Santander: On 30 May 2024 Santander was breached by ShinyHunters, which resulted in all Santander staff and '30 million' customers in Spain, Chile and Uruguay hacked.
Ticketmaster: Hackers working with ShinyHunters have claimed responsibility for breaching Ticketmaster.
AT&T Wireless: In April of 2024, hackers affiliated with ShinyHunters hacked AT&T Wireless and stole data on over 110 million customers. In May, AT&T paid a $370,000 ransom to one of the group's members to delete the data.
Other data breaches
The following are other hacks that have been credited to or allegedly done by ShinyHunters. The estimated impacts of user records affected are also given.
Lawsuits
ShinyHunters group is under investigation by the FBI, the Indonesian police, and the Indian police for the Tokopedia breach. Tokopedia's CEO and founder also confirmed this claim via a statement on Twitter.
Minted company reported the group's hack to US federal law enforcement authorities; the investigation is underway.
Administrative documents from California reveal how ShinyHunters' hack has led to Mammoth Media, the creator of the app Wishbone, getting hit with a class-action lawsuit.
Animal Jam stated that they are preparing to report ShinyHunters to the FBI Cyber Task Force and notify all affected emails. They have also created a 'Data Breach Alert' on their site to answer questions related to the breach.
BigBasket filed a First Information Report (FIR) on November 6, 2020, to the Bengaluru Police to investigate the incident.
Dave also initiated an investigation against the group for the company's security breach.
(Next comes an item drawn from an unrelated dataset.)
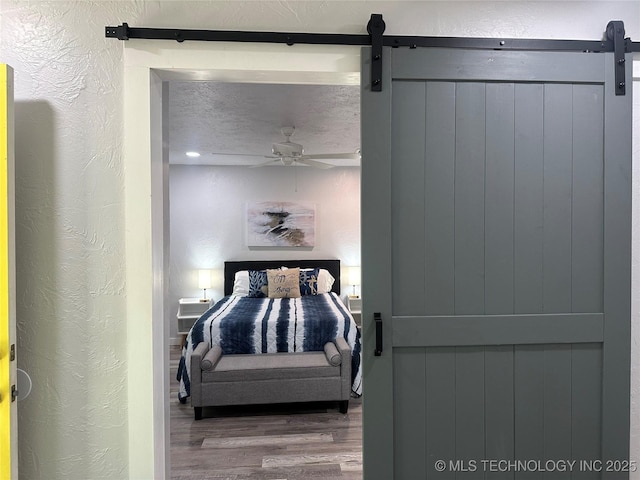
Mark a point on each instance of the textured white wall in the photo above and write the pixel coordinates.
(72, 319)
(207, 211)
The investigation is ongoing and the company is coordinating with local law enforcement and the FBI.
Wattpad stated that they reported the incident to law enforcement and engaged third-party security experts to assist them in an investigation.
Arrests
In May 2022, Sébastien Raoult, a French programmer suspected of belonging to the group, was arrested in Morocco and extradited to the United States. He faced 20 to 116 years in prison.
In January 2024 Raoult was sentenced to three years in prison and ordered to return five million dollars. Twelve months of the sentence are for conspiracy to commit wire fraud and the remainder for aggravated identity theft. He will face 36 months of supervised release afterwards. Raoult had worked for the group for more than two years according to the US Attorney's Office for the Western District of Washington.